Mon corps

Oui, il s’agit bien de lui, malheureusement. J’aurais préféré que "cela n’arrive qu’aux autres ".
Je m’y fais lentement, et vraiment à contre-cœur, que c’est bien de moi qu’il s’agit. Que cette malédiction me soit tombée sur la tête, à moi...
Tellement à contrecoeur, même, que je me rends compte en me relisant qu'il m'arrive de dire "vous" au lieu de "je " pour projeter cette désagréable réalité hors de moi.
Car bon : vous allez perdre vos cheveux… ben oui…, on vous enlève un sein… à la vie à la mort, bon, on accepte…
Mais vous ne savez pas encore que, de cure en cure, donc, grosso modo, de mois en mois, vous en ferez de moins en moins ; manque d’énergie, nausées, effets secondaires obligent… et que votre corps, pour peu que vous soyez habituellement active, dynamique, un brin sportive, va devenir une inquiétude supplémentaire. Vous le reconnaissez de moins en moins. Il vous obéit de moins en moins. Il se bourrelète, d’autant plus qu’avec cette chimiothérapie qui vous force à vous ménopauser précocément, vous avez tendance à grossir et à vieillir. Vous commencez à vous essouffler pour rien. Tout vous paraît un monde.

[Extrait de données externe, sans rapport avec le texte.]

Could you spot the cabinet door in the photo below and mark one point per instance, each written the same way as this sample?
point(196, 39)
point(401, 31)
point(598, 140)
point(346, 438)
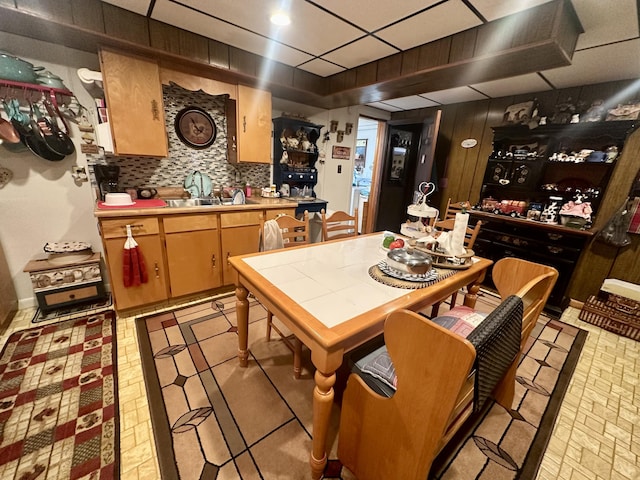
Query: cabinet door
point(238, 241)
point(134, 104)
point(254, 125)
point(155, 290)
point(193, 260)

Peu de temps avant de savoir que j'avais le cancer, je voyais ma mère ou, pire, ma grand-mère à la place de mon image dans le miroir. Inutile de dire que cela ne me plaisait pas…
En revenant de l’hôpital, après l’opération, je me retrouvais à nouveau moi-même.
Maintenant, c'est toujours moi, en plus fatiguée, en plus ridée, sans cheveux, sans cils, et sans sourcils, avec ces grands cernes, parfois plus accentués encore, en fonction de l’épuisement. A certains moments, je pense être laide à faire peur, au point de pouvoir être engagée pour jouer dans la "Famille Adams ". Les médecins m’affirment que je suis guérie depuis l’ablation du sein et des ganglions, et mon miroir en est témoin ! Même vieillie par les effets de la chimio (j’espère encore paraître mon âge réel dans quelques temps), je ne vois plus ma grand-mère à ma place dans le miroir !
Ceci dit, la dernière fois que j’ai vu Petra, elle paraissait comme elle a toujours paru, saine et son âge. Elle a été ma "grande sœur " dans cette pénible aventure et de la voir en forme actuellement me donne beaucoup de courage. Depuis qu’elle en est de nouveau capable, pour retrouver son corps et se sentir bien avec elle-même, elle pratique plusieurs sports.
Je reprendrai donc mes rollers dès que possible. Pour le reste, je verrai ce qui me conviendra.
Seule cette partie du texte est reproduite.